In figuur 2 is bij drie pieken de waarde van de energie aangegeven. De onderzoekers schrijven de drie pieken toe aan opsluiting van de elektronen tussen de nanodraden. Ze verwachten dat de beweging van de elektronen loodrecht op de draden goed beschreven wordt door het ééndimensionale doosjesmodel. [4p] 15 Laat zien dat de onderlinge
verhoudingen van de energieën van de drie pieken inderdaad kloppen met wat het ééndimensionale doosjesmodel voorspelt.
figuur 2
Als het ééndimensionale doosjesmodel een perfecte beschrijving van de elektronen tussen de nanodraden zou geven, dan zou de bezettingskans als functie van de energie er voor L = 2,4 nm uitzien als in figuur 3.
figuur 3
[3p] 16 Verklaar met het ééndimensionale doosjesmodel:
1. Waarom binnen het energiebereik in figuur 3 slechts twee pieken passen 2. Waarom voor alle overige energieën in figuur 3 de bezettingskans nul is.
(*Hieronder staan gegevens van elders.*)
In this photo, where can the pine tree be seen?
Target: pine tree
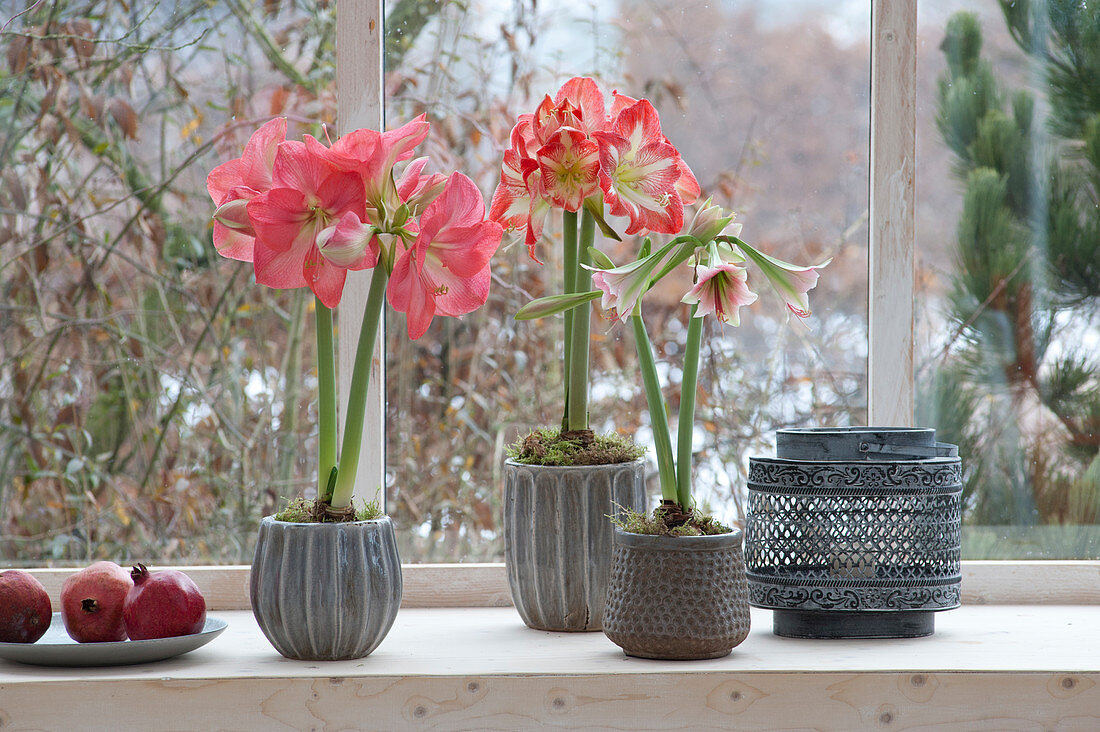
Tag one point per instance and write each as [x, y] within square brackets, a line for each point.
[1021, 389]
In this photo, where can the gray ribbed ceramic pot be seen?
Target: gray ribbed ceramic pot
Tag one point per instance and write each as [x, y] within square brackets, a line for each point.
[558, 538]
[680, 598]
[326, 591]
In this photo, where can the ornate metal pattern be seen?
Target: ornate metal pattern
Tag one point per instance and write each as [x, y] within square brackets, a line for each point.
[854, 535]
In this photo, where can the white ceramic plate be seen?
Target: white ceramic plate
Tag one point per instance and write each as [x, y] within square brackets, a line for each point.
[57, 648]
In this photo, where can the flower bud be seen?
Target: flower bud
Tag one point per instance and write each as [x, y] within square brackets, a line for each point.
[710, 222]
[348, 243]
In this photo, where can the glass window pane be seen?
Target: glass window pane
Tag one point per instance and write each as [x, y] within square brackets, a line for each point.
[1009, 240]
[768, 102]
[154, 402]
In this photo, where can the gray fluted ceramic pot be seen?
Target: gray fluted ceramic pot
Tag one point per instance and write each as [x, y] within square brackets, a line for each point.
[326, 591]
[680, 598]
[558, 538]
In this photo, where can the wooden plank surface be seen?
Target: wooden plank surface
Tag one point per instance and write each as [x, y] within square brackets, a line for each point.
[986, 668]
[486, 585]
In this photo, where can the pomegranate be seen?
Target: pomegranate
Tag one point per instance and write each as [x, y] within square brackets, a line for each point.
[91, 603]
[24, 608]
[162, 604]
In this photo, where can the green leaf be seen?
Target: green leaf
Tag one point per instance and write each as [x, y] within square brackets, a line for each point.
[601, 260]
[546, 306]
[597, 215]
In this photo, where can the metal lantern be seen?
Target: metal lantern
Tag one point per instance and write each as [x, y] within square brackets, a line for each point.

De onderzoekers hebben ook de elektronendichtheid tussen twee nanodraden in de richting loodrecht op de draden gemeten. Voor L = 2,4 nm zijn de resultaten gegeven in figuur 4.
figuur 4
Met behulp van het ééndimensionale doosjesmodel voor de beweging loodrecht op de draden zou men twee conclusies kunnen trekken:
a Alle elektronen zitten in het laagste energieniveau van het doosje (n = 1). b Alle elektronen zitten in het op één na laagste energieniveau ( n = 2). [3p] 17 Leg met behulp van figuur 4 uit dat beide conclusies (a en b) niet juist zijn.
Opgave 5 Kwiklamp
In een glazen buis bevindt zich een kleine hoeveelheid kwikdamp. Over de platen A en B in de buis wordt een elektrische spanning gezet. Zie figuur 1.
figuur 1
Elektronen in de buis worden versneld en kunnen kwikatomen in een aangeslagen toestand brengen. Als deze atomen terugvallen naar een lagere energietoestand zenden ze straling uit. Van deze straling wordt met behulp van een tralie op een scherm een lijnenspectrum gemaakt. In figuur 2 is een aantal van de lijnen op het scherm weergegeven. Boven de lijnen is de golflengte van de betreffende straling vermeld in nanometers.
figuur 2
In figuur 3 is een vereenvoudigd energieniveauschema van het kwikatoom getekend. Elke lijn uit het spectrum van figuur 2 hoort bij een overgang tussen twee
energieniveaus van figuur 3. Dat geldt dus ook voor de lijn uit figuur 2 met een golflengte van 436 nm.
[5p] 18 Geef in figuur 3 met een pijl aan bij welke overgang de spectraallijn van 436 nm hoort. Licht dit toe met een berekening. figuur 3
Sommige kwikatomen worden bij de botsingen met de elektronen geioniseerd.
De ionisatie-energie van een kwikatoom is 1,673∙10-18 J.
[3p] 19 Bereken welke snelheid een elektron minstens moet hebben om een kwikatoom te kunnen ioniseren.